Escribir sobre la proclividad autoritaria en América Latina y de manera particular en México genera su caudal de respuestas que lo constata. Desde el clásico “… eso es lo único que hemos aprendido de los priistas”, cuya influencia resulta entonces que abarca desde el Suchiate hasta La Patagonia y de la actualidad hasta cuando menos la época de la Colonia, hasta el ya no menos clásico “… eso se debe a la corrupta clase política que nos gobierna, toda”, lo que confirma que, además, nos gustan las simplificaciones. Éstas hacen la vida más sencilla, aunque no por ello más verdadera. Por otro lado, también hay quien puntualiza con razón que desde el tlatoani hasta el cacique actual, es el diseño institucional en el que nos desenvolvemos el que permite la expresión del pequeño dictador que todos llevamos dentro.

“Nada es absoluto, todo es relativo” es la famosa frase que se le atribuye a Einstein al momento de sintetizar su explicación de la teoría de la relatividad, frase que por cierto no deja de encerrar una contradicción al presentarse como un absoluto (“todo es…”). Contradicciones aparte, así sean producto de las limitaciones del lenguaje, cada persona tiene en efecto su propio y hasta cierto punto único marco de referencia sobre la realidad que nos rodea. A partir del estudio comparado con otras naciones en América Latina, nuestra realidad nos coloca como el segundo país más proclive al autoritarismo después de Guatemala (Estudio Latinobarómetro 2013, citado en Este País, febrero de 2014).
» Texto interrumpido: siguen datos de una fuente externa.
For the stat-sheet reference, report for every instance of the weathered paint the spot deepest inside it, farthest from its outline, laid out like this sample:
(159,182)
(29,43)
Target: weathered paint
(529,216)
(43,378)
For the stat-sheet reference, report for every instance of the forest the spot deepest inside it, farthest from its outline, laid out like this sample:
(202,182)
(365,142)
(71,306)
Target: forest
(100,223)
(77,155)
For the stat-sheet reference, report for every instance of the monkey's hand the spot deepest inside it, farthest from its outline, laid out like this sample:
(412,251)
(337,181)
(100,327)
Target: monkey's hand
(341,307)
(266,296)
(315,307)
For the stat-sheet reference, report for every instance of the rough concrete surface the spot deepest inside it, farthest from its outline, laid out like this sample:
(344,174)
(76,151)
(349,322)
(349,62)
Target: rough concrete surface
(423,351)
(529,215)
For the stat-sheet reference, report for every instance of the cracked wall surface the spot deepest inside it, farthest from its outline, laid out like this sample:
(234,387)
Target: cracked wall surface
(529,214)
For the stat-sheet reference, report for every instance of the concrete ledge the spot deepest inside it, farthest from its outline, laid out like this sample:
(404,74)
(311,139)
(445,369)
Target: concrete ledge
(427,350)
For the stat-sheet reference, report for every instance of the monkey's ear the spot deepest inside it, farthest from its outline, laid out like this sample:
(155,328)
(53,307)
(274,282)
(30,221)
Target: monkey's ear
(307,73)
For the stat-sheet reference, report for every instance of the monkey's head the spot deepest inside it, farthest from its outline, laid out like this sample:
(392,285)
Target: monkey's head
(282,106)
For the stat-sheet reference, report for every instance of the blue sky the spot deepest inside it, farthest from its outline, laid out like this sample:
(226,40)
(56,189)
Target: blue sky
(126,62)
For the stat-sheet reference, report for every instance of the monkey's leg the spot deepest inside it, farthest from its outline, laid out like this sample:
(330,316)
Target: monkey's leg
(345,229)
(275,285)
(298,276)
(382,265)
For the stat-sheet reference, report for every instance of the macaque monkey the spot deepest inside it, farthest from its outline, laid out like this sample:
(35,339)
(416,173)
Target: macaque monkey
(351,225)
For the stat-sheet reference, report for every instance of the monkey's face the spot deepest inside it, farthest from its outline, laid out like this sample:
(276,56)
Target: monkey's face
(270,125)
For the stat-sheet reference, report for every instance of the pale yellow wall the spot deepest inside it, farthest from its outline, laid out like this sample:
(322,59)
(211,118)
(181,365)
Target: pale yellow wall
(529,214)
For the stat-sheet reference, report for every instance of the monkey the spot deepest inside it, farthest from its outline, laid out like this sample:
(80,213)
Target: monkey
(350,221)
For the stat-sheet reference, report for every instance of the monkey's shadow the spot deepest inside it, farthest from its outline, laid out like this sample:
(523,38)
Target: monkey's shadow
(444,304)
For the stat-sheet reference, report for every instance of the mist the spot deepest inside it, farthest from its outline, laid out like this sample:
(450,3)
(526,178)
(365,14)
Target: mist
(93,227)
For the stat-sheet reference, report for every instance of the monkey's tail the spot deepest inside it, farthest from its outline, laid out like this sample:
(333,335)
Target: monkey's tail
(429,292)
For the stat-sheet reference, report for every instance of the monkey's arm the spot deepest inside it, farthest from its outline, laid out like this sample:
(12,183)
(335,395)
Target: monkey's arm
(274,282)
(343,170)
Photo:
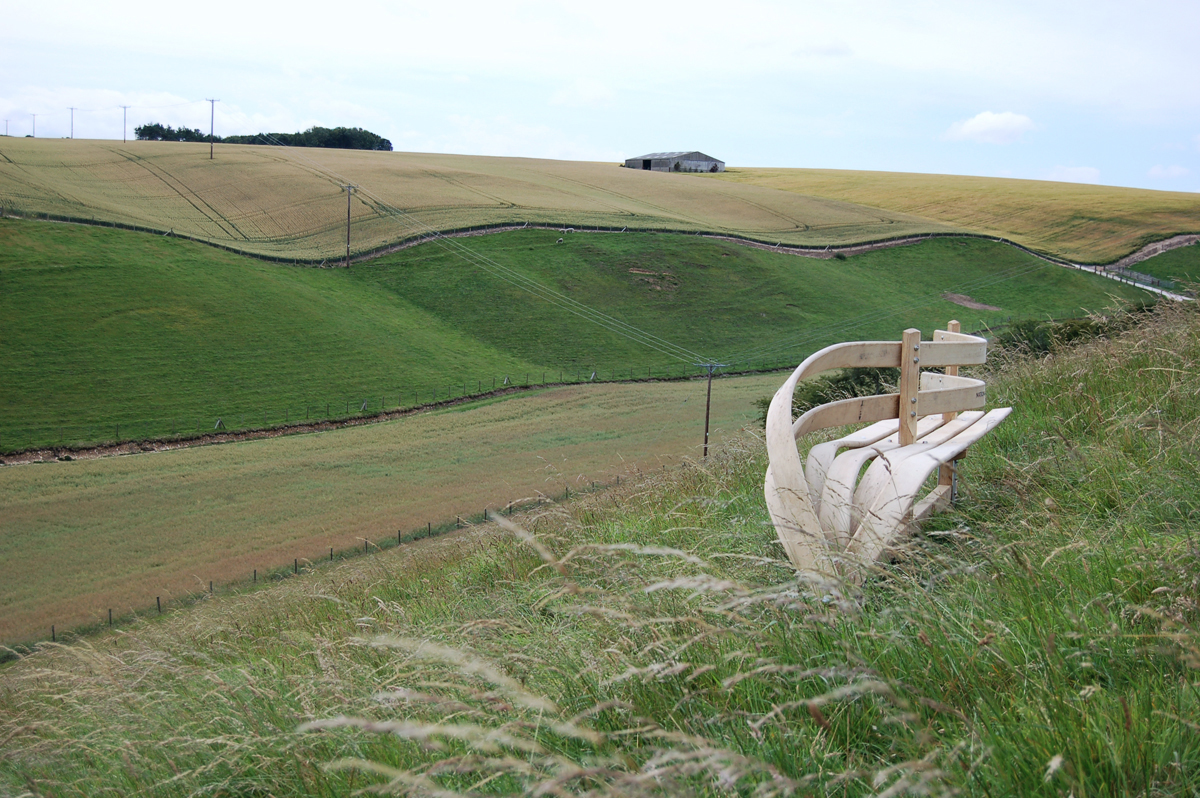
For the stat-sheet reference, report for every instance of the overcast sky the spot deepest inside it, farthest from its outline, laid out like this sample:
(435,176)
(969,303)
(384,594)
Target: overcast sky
(1087,91)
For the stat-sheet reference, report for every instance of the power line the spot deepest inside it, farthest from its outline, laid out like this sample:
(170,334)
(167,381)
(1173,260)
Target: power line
(349,192)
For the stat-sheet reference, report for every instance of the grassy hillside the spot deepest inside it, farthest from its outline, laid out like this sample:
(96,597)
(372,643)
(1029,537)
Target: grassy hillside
(1179,265)
(289,202)
(1079,222)
(127,529)
(1038,641)
(111,334)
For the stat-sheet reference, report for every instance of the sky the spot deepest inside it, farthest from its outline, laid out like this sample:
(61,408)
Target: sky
(1081,91)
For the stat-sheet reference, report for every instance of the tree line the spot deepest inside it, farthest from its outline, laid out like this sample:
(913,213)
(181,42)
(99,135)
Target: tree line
(342,138)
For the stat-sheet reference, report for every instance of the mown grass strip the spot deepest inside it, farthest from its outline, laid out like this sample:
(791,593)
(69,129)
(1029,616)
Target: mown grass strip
(1041,640)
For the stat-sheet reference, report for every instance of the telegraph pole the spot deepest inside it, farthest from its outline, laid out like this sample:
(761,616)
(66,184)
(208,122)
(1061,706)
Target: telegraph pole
(349,192)
(708,403)
(213,117)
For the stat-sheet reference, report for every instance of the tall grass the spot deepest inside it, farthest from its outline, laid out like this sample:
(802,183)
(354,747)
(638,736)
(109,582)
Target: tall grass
(1038,640)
No hay duda de que nuestra sociedad es proclive a individuos de rasgos autoritarios. No importa si se agazapan debajo de la careta del populismo, sea el de la falsa democracia de las promesas fáciles o el de la unidad de masas construidas con base en manos alzadas. Elegimos a uno hace 14 años y cerca estuvimos de elegir a otro en dos ocasiones. Nada impide que ese riesgo no se vuelva a presentar más adelante, en tanto que está más que comprobado que con relación al futuro nada está escrito. Además, de nuestro propio gen autoritario no estamos salvados, a no ser que nuestra imperfecta democracia pueda afianzar sus avances paulatinos y dar cuando menos dos pasos al frente por cada uno de los que da para atrás. Éstos, por cierto, no son pocos ni tampoco intrascendentes. Lo es, por ejemplo, la práctica nociva y antidemocrática de remover a los responsables de conducir diversas instituciones del Estado cada vez que por motivos políticos el Poder Legislativo decide que tiene que renovarlas. La lista no es corta: Cofetel y Cofeco en el 2013, el IFAI el día de ayer y, en adición al bochornoso caso de 2007-2008, próximamente también el IFE de nueva cuenta.
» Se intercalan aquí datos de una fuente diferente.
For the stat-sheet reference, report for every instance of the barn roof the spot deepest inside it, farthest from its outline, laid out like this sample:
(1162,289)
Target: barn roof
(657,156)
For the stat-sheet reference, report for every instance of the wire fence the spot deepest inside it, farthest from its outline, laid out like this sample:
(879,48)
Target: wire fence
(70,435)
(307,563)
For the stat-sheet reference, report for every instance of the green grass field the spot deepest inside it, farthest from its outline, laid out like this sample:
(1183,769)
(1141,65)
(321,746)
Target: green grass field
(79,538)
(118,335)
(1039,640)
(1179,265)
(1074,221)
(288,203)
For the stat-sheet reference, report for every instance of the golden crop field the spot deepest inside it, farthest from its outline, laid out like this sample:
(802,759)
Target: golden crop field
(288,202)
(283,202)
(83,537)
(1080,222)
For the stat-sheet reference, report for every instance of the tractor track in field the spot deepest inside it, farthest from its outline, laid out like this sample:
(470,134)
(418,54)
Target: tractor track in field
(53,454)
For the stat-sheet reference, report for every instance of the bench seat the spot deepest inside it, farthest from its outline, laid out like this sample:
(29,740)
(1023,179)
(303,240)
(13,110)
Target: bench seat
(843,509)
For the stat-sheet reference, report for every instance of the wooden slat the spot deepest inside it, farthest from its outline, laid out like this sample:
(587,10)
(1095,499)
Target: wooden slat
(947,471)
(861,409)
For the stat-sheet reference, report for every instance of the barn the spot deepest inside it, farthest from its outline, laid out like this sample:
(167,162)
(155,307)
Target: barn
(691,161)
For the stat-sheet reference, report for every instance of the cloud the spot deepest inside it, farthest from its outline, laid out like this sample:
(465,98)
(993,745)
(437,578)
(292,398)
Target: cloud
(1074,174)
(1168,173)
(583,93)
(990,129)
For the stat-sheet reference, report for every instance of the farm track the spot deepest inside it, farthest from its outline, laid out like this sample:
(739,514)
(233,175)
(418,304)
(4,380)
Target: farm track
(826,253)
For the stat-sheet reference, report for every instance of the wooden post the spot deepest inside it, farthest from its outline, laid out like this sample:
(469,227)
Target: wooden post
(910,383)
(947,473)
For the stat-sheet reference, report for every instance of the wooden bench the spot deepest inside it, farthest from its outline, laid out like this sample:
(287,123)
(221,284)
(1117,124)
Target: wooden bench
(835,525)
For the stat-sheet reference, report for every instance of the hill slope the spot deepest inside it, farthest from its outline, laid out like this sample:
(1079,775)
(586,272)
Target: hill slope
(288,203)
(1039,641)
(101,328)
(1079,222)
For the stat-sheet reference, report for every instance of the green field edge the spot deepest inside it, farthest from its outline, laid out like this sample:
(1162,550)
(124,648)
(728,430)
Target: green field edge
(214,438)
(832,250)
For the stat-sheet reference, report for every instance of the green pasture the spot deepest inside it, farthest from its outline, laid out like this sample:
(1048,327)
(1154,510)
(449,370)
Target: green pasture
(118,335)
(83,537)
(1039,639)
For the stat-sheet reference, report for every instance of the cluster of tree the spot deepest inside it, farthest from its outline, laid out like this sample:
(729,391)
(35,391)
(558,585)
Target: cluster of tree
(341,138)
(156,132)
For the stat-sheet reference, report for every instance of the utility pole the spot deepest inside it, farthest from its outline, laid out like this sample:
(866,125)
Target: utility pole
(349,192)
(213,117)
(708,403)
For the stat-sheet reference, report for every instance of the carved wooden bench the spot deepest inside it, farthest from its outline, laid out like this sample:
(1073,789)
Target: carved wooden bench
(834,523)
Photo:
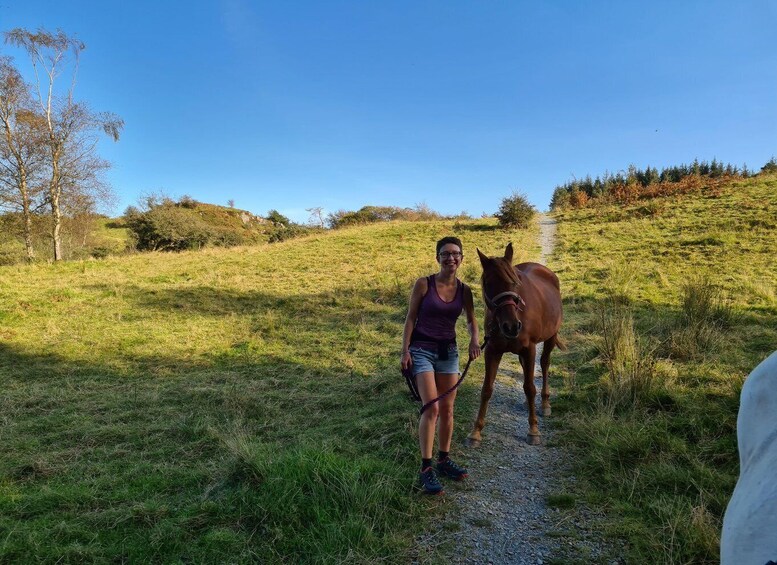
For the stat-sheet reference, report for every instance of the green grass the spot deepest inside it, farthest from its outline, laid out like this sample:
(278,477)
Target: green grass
(693,284)
(220,406)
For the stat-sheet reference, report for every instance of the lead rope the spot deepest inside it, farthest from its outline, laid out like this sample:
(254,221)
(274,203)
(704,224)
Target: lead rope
(454,387)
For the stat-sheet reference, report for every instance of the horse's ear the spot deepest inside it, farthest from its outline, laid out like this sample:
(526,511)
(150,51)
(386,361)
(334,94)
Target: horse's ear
(509,253)
(484,260)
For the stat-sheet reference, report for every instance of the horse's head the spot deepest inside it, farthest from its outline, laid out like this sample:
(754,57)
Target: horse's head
(500,285)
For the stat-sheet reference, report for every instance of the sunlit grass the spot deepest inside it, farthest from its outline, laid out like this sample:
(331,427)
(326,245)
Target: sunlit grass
(697,278)
(220,406)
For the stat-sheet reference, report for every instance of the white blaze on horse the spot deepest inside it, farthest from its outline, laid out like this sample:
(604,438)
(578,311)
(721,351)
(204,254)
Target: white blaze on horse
(750,523)
(523,309)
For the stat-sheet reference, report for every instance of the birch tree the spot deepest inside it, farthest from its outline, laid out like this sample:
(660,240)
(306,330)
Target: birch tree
(22,154)
(70,126)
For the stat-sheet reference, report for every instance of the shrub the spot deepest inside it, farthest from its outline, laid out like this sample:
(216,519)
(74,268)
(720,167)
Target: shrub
(167,228)
(770,166)
(703,313)
(278,219)
(630,377)
(515,211)
(282,233)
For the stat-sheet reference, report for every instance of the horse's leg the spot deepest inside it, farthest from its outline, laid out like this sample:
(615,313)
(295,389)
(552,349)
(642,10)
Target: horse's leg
(547,347)
(527,362)
(492,359)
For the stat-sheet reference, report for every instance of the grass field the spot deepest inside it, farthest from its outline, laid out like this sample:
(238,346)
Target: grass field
(219,406)
(668,307)
(245,404)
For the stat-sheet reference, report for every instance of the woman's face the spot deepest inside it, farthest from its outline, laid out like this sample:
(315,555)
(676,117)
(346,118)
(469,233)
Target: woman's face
(449,257)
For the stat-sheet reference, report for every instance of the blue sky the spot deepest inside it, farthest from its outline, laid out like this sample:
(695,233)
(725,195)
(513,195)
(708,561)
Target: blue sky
(291,105)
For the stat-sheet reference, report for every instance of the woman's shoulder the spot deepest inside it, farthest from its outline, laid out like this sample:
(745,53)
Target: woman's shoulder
(422,284)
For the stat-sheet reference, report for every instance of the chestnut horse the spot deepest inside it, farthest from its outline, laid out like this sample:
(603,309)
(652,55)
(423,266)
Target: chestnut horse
(523,309)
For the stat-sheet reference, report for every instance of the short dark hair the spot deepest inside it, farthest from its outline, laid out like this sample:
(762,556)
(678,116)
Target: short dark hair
(450,239)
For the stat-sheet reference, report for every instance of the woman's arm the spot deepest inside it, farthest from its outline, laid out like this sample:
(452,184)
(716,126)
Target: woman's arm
(472,324)
(419,290)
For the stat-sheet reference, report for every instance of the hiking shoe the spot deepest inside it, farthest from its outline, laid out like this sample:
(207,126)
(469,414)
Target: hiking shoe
(429,482)
(449,469)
Son situaciones que minan el necesario crédito que la población necesita tener en automático en su propia democracia. Cuando un poder que debiera estar en la primera línea del respeto a la ley y al espíritu de la misma encuentra artimañas legales para decir, en la práctica, “ahora me toca a mí”, es inevitable que la lectura en la calle sea distinta a la del agandalle. Acaso también por eso, porcentajes más o porcentajes menos, los resultados de Latinobarómetro dicen que uno de cada cuatro mexicanos tiene nuestra tendencia autoritaria, cuando es más que claro que la promoción de una cultura democrática requiere del concurso de todos.

DEL OTRO LADO

Sigue siendo un misterio el porqué, desde antes de su muerte en marzo hace un año, Hugo Chávez designó sucesor a Nicolás Maduro. Acaso algún día el secreto sea revelado y la última y más relevante decisión del carismático comandante pueda ser entendida en su contexto. Por lo pronto, quien fuera electo en abril pasado en comicios cuestionados por su inequidad y con un margen de triunfo menor a 0.5 por ciento, quien recibió en noviembre poderes especiales para gobernar de manera absolutista durante un año mediante decretos del Ejecutivo, quien ha probado no tener ni el carisma ni la inteligencia de su antecesor debe gritar “¡Ya basta, carajo!” cada vez que puede. Muestra la desesperación de quien se va quedando solo y comienza a contar las últimas horas del reloj.